Wednesday, January 26, 2022

Pythagenpat Using Run Rates

The widespread implementation of seven-inning games during the 2020 season forced a re-examination of some of the standard sabermetric tools. One example is Pythagorean records. It would be foolish to expect that the same run ratio achieved over nine innings would lead to the same expected winning percentage as if it had been achieved over seven innings. Thus, simply taking a team’s composite runs scored and allowed for the season, which consisted of some unique to that team distribution of seven-inning and nine-inning games, and expecting the standard Pythagorean approach to be the best estimate of their overall winning percentage was also foolish.

The approach that one should select to deal with this issue depends on what the desired final estimate is.

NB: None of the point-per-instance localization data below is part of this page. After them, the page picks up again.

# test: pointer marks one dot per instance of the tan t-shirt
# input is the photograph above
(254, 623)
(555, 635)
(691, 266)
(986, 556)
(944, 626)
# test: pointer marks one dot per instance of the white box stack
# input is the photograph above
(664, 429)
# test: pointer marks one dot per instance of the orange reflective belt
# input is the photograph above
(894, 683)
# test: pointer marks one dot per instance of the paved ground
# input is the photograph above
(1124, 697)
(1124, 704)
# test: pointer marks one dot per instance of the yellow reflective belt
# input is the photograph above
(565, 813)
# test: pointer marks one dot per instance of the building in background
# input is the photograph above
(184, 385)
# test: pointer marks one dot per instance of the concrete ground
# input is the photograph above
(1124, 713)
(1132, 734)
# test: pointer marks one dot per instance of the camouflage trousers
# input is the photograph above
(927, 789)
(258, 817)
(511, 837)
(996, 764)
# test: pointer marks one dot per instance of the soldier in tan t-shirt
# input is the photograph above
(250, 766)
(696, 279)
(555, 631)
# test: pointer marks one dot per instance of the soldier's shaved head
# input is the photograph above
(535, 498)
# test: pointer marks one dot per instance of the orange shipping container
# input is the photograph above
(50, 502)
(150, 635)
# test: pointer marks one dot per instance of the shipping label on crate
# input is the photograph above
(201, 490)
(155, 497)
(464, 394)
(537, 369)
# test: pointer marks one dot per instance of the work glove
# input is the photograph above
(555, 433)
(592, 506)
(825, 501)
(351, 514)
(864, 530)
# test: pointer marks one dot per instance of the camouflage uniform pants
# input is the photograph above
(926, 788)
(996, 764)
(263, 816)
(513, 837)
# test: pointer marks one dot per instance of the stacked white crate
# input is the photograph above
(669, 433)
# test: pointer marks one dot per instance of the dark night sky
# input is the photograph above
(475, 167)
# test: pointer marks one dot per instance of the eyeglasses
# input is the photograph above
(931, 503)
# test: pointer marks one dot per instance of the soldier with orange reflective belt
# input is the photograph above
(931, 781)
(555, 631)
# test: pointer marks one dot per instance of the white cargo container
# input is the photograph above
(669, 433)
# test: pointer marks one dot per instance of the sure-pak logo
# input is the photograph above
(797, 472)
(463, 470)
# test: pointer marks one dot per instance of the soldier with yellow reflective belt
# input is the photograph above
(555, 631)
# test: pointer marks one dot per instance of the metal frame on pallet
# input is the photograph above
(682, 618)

If one wanted to estimate how many games a team should have won over the course of that season, one reasonable approach would be to develop a proper Pythagorean or Pythagenpat exponent for seven-inning games, and then calculate a team’s estimated winning percentage in seven-inning games using that value, in nine-inning games using the standard approach, and then weighting the results by the percentage of seven-inning and nine-inning games for the team (defining this in terms of the scheduled length of the game and not the actual number of innings that was played in the case of extra-inning seven-inning games).

Tom Tango studied games that were tied entering the third inning to simulate a seven-inning game, and found a Pythagorean exponent of 1.57 was appropriate. Of course that’s fixed rather than Pythagenpat exponent, but you could use the same approach to develop an equivalent Pythagenpat formula, and then apply as described above. 

I decided that I more interested in attempting to estimate what the team’s W% would have been under standard conditions (i.e. nine-inning games as the default, as we normally view a major league season). Thus I was interested in what a team’s W% “should have been” had they played in a normal season. This allowed me to skip the step of dealing with seven-inning games, and instead think about the best way to fit their 2020 data into the standard formulas. Of course, the silly runs scored in extra inning games are a problem, but I chose to ignore them for the sake of expediency (and in hopes that this all would be a temporary problem) and use the team’s runs (and allowed) per nine innings to plug into Pythagenpat.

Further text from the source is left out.